4 Mart 2016

Uzay Şeytanları (Baskan #3)


Uzay Şeytanları - Les Whums se vengent
Ronny Laws
Çeviren: Atilla Tokatlı
Baskan Yayınları
Kurgu-Bilim Dizisi 3
1983
159 sayfa 

Kurgu-Bilim dizisinin bende olmayan ikinci kitabını (Dünyanın Sonuna Doğru, H.G. Wells) atlayıp üçüncü kitapla devam ediyorum. Eksiklerimi atlaya atlaya, elimde olduğu kadarını anlatacağım; idare edin. 

Alabildiğine kitsch kapağıyla seksenlere ait olduğunu hemen belli eden (fakat orijinal basım tarihi 1969) Uzay Şeytanları, Ronny Laws'un kitabı. Yazarın diğer kitaplarına göz atmak için, devasa veri tabanına güvenip Goodreads'e girdiğimde Ronny Laws adlı yazarın sadece iki kitabı olduğunu gördüm, ikisi de Baskan dizisine ait Türkçe kitaplar. Sonra yine kendimi Fransızca sitelerde buldum ve işin aslını çözdüm. Ronny Laws, Louis Thirion adlı bir Fransız yazarın mahlaslarından biriymiş. Olayı anladıktan sonra, Goodreads'in bana verdiği yetkiye dayanarak, hem kitapların hem de yazarın bilgilerini düzenledim, artık esas yazara da ulaşabiliyoruz. 

Baskan'ın zamanında yaptığı baştan savma iş burada bitiyor mu? Elbette hayır. Biraz daha kurcalayınca görüyoruz ki, bu roman dört kitaplık Jord Maogan serisinin üçüncü kitabıymış. İlk ikisi nerede, kim bilir. Kitabın orijinali de, bizimkinden 100 sayfa daha fazla.

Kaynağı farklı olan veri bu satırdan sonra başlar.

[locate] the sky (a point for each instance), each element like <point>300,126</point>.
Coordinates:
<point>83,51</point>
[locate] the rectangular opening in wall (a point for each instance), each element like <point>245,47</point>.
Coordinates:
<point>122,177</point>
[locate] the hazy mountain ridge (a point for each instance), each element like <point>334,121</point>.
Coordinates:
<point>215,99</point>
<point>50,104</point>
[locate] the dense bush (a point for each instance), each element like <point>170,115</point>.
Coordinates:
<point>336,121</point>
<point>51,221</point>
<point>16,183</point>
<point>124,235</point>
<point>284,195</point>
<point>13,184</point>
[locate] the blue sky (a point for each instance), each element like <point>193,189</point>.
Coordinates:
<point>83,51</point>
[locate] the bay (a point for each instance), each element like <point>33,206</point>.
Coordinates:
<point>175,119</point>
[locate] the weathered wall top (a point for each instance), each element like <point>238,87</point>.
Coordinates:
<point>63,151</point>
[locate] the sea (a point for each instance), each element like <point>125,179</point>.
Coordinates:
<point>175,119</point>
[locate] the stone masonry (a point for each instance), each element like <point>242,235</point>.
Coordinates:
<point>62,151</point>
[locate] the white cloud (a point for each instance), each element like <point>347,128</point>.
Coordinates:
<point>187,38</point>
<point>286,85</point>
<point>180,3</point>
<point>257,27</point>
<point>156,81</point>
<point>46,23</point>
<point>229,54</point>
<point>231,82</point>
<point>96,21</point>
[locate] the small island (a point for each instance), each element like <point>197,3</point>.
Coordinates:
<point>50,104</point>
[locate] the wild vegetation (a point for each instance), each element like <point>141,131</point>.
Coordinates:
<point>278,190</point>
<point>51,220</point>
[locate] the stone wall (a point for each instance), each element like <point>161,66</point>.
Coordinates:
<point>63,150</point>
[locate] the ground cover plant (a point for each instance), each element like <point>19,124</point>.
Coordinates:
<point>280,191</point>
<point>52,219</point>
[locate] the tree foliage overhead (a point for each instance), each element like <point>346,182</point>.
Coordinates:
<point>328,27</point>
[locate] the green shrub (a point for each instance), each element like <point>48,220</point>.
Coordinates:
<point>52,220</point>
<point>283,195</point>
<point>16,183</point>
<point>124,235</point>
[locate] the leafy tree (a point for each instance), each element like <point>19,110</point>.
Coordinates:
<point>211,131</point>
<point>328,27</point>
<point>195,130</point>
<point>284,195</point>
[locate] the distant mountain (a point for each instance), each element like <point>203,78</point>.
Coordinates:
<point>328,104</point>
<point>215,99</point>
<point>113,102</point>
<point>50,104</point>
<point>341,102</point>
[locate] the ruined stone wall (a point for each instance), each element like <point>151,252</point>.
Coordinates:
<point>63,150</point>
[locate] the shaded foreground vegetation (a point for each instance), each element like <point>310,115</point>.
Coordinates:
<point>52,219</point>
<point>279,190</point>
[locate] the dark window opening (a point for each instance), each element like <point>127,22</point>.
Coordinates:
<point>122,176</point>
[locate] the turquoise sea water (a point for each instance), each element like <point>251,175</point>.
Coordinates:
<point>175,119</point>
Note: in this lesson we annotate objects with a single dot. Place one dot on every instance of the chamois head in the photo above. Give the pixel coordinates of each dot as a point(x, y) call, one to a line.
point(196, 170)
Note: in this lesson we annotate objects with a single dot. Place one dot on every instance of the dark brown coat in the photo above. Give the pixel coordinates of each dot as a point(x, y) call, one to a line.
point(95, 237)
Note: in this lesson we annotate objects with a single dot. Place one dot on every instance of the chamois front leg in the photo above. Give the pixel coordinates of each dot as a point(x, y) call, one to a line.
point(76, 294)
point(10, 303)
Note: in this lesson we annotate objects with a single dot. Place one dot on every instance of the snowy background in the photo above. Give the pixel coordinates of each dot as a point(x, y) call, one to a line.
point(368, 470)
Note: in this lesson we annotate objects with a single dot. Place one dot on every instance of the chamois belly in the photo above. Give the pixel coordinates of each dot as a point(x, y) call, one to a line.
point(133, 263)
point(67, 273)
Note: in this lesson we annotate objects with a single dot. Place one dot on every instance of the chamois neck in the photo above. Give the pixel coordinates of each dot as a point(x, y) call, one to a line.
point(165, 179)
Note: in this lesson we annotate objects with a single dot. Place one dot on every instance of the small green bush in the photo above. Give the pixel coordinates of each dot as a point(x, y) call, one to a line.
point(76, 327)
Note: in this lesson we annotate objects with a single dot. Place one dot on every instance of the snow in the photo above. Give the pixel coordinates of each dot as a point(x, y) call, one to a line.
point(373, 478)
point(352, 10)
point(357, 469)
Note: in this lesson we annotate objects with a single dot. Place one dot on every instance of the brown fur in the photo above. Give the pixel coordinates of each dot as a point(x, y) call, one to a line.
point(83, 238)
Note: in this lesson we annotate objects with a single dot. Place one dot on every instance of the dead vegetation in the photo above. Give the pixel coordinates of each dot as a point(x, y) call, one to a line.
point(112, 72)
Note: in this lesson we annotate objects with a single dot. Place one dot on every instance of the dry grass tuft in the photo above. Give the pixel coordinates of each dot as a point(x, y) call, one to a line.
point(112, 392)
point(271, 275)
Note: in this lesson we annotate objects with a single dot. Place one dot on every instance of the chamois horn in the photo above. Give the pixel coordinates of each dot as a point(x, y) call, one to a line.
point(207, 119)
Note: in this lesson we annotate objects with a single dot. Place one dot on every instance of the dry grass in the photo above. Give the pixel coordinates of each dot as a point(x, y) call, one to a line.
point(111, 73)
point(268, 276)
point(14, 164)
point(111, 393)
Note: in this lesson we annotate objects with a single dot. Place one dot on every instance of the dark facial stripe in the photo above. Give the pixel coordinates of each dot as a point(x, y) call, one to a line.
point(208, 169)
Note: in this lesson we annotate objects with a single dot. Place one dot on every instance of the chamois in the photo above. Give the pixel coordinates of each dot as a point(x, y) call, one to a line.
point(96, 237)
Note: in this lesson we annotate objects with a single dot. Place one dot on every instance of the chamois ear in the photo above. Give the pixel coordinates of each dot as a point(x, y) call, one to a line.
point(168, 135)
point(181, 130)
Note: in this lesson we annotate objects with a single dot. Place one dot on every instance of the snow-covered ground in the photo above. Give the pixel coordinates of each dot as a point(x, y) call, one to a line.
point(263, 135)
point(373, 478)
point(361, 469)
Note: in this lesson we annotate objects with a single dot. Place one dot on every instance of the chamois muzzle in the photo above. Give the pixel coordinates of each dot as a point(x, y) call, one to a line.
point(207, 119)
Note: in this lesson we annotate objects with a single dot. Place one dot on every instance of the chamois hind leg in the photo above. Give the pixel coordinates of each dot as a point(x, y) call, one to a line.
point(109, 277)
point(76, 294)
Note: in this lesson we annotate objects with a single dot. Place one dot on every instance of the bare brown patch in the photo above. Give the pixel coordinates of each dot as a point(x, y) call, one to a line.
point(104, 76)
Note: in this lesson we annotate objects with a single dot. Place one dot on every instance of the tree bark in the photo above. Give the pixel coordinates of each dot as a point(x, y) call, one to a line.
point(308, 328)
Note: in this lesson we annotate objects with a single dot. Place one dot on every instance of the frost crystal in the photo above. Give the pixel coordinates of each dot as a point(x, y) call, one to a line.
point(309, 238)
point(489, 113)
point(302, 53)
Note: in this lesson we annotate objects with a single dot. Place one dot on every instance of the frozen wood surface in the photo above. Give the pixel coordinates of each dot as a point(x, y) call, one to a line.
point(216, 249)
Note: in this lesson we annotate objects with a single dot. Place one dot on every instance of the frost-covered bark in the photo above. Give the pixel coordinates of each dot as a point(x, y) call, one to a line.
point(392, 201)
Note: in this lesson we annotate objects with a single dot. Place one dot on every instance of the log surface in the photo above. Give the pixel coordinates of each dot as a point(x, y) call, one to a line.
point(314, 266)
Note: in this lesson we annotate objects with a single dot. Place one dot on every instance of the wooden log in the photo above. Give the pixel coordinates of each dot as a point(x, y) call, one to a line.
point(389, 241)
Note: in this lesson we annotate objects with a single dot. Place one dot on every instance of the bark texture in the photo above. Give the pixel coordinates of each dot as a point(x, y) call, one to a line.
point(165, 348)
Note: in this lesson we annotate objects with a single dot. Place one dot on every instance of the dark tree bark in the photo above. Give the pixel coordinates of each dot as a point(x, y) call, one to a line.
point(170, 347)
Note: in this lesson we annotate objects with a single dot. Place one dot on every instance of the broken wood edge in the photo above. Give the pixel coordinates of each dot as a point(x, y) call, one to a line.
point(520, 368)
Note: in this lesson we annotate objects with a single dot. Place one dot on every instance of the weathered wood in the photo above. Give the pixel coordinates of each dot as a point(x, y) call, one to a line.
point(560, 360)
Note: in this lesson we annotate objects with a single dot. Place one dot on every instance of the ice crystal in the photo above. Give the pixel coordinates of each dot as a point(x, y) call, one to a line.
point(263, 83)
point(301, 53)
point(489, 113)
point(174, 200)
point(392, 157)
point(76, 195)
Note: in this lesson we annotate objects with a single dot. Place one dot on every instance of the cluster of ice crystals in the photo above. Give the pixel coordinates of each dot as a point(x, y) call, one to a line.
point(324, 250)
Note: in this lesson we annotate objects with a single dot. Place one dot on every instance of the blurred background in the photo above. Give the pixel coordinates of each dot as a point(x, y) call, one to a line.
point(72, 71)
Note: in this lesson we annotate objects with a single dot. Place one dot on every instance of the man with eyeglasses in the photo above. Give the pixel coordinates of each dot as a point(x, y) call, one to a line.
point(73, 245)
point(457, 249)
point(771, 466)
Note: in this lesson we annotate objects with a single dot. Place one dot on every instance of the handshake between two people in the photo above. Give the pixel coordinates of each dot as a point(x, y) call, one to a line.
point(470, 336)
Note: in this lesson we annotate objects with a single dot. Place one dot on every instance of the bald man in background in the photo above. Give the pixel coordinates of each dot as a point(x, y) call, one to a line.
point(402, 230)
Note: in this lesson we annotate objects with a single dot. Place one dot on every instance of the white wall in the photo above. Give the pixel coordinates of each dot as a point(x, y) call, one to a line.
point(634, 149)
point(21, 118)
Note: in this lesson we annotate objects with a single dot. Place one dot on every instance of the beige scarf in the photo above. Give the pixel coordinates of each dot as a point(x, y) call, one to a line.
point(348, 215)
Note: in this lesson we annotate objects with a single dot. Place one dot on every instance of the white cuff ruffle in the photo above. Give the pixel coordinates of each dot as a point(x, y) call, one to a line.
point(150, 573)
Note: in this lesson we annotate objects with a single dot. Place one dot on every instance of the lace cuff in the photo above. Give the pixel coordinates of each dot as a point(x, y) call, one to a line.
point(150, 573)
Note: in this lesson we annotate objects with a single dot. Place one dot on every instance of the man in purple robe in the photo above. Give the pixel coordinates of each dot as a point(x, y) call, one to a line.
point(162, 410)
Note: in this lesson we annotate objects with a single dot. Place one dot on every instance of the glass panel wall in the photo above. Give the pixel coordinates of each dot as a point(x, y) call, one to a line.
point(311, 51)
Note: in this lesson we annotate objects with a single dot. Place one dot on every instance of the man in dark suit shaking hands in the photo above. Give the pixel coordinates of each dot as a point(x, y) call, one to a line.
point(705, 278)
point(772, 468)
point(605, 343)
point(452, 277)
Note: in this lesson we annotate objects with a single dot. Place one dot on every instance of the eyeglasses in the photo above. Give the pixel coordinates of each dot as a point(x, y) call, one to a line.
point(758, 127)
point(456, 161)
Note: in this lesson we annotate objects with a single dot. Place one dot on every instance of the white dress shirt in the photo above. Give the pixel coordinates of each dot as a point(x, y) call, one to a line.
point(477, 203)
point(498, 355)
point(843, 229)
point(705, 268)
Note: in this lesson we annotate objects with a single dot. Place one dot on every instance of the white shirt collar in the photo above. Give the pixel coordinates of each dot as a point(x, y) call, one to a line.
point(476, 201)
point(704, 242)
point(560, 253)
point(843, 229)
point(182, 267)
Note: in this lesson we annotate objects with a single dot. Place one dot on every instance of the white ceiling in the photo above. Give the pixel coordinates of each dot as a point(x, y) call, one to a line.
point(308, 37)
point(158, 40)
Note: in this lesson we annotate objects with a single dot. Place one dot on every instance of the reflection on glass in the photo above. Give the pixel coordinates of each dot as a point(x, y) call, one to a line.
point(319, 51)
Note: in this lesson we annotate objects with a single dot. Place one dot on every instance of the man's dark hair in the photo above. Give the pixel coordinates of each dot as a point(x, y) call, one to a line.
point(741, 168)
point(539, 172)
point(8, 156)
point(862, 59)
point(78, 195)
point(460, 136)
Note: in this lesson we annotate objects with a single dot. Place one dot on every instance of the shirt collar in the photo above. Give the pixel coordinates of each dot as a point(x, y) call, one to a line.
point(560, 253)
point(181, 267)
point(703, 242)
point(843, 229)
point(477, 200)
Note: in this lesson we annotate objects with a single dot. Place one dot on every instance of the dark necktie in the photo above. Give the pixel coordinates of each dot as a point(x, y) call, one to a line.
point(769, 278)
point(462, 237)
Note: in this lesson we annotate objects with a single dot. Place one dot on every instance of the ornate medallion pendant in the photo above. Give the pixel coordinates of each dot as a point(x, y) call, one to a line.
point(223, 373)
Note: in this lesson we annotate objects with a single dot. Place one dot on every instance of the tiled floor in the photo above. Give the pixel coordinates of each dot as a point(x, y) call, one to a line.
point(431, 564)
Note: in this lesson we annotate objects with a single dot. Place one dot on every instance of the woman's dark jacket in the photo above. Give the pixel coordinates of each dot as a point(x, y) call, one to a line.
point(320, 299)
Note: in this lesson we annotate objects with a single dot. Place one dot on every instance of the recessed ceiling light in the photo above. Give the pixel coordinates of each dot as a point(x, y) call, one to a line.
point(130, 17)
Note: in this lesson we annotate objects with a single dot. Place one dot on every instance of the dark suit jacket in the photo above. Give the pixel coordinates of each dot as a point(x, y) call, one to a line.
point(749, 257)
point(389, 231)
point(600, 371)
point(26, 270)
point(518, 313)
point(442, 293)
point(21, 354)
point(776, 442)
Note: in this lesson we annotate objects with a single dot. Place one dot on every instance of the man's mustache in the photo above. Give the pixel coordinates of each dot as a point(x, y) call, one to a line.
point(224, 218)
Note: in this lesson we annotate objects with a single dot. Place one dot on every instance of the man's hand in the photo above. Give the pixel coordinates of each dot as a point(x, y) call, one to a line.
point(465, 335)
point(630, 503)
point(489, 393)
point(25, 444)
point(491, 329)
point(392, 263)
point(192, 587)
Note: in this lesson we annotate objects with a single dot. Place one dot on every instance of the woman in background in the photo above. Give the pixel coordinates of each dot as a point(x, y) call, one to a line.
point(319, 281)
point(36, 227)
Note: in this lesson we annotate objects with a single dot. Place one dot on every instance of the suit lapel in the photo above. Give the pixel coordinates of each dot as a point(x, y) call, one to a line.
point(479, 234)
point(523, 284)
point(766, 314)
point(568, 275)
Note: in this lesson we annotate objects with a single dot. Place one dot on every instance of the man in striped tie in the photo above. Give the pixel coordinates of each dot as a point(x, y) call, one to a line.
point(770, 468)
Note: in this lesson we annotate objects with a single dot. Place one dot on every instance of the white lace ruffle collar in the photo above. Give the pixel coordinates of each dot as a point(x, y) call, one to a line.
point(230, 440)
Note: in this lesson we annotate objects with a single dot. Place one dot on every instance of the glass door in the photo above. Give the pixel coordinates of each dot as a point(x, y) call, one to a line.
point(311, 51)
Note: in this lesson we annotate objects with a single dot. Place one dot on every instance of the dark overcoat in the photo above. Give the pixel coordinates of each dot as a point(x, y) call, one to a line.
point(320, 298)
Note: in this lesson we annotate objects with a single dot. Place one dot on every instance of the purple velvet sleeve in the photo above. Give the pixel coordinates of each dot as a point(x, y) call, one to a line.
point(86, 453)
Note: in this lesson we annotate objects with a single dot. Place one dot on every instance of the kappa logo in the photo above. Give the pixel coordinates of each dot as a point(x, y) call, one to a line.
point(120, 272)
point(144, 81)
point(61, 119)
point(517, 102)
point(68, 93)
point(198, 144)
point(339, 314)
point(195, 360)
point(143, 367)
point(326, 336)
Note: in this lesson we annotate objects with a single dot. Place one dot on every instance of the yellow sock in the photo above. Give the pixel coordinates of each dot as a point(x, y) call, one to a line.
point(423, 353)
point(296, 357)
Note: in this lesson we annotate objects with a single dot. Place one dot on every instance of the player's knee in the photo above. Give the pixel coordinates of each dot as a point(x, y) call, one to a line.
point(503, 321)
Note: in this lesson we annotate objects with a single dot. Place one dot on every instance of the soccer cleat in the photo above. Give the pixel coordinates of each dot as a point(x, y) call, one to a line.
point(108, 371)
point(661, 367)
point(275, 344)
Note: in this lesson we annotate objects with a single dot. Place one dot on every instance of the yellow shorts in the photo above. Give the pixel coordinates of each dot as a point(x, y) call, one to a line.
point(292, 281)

Hep diyorum, Baskan Kurgu-Bilim Dizisi'ni, türü özellikle seven ya da koleksiyonunu tamamlamaya çalışan okurlar dışında kimseye öneremiyorum. Denk gelirseniz elbette alın, okuyun, bence çok sevimli kitaplar ama okumamak büyük bir kayıp değil. 

Uzay Şeytanları'nda olaylar 2060 yılında geçiyor. Kozmik Güvenlik Kuvvetleri (yani, aşırı süper güçlü istihbarat teşkilatı, kısaca K.G.K.) başkumandanının ofisinde başlıyor roman. Üzeri bomboş olan masasında aniden beliren disk yüzünden sinirlenen başkumandan Yan Paterson diski analize gönderiyor ve büyük ihtimalle dünya dışı kaynaklı olan diskin içinde Lehçe bir kayıt olduğunu öğreniyor. Bu arada, dünyadaki dillerin çoğunun kaybolduğunu da öğreniyoruz:
"İnsanlar uzun bir süredir, sadeleşme zorunluğuyle, tek bir dünya dilini konuşmaya hazırlık olmak üzere dört büyük dilde konuşmaktaydılar. Ve böyle bir devirde tutup da Lehçe konuşmak için hem ihtiyar, hem deli olması gerekirdi adamın... Gregor Pavlevski gibi meselâ... Peki ama nerden geliyordu bu disk?"
(Alıntı yaparken kitaptaki metni bire bir korudum. Evet, "zorunluğuyle.") Kitabın hemen başında bunu okuyunca aklıma başka başka şeyler geldi. Acaba -örneğin Esperanto gibi- tek dil kullanılsa, başka gezegenlerde kolonileşmeyi bırakalım, dünyada bu dilin bölge bölge başkalaşması ve tanınmaz hale gelmesi için ne kadar zaman gerekirdi? Kaç nesilde iki farklı ülkeden gelen insanlar birbirini anlayamazdı? Dilbilimci olsam böyle şeyleri çok merak edip hep bunlarla uğraşırdım kesin. Dil ağaçları, sözcüklerin ortaya çıkıp anlamlanması, ne güzel şeyler bunlar. Konuyu kapatayım mı? Evet, bence de. 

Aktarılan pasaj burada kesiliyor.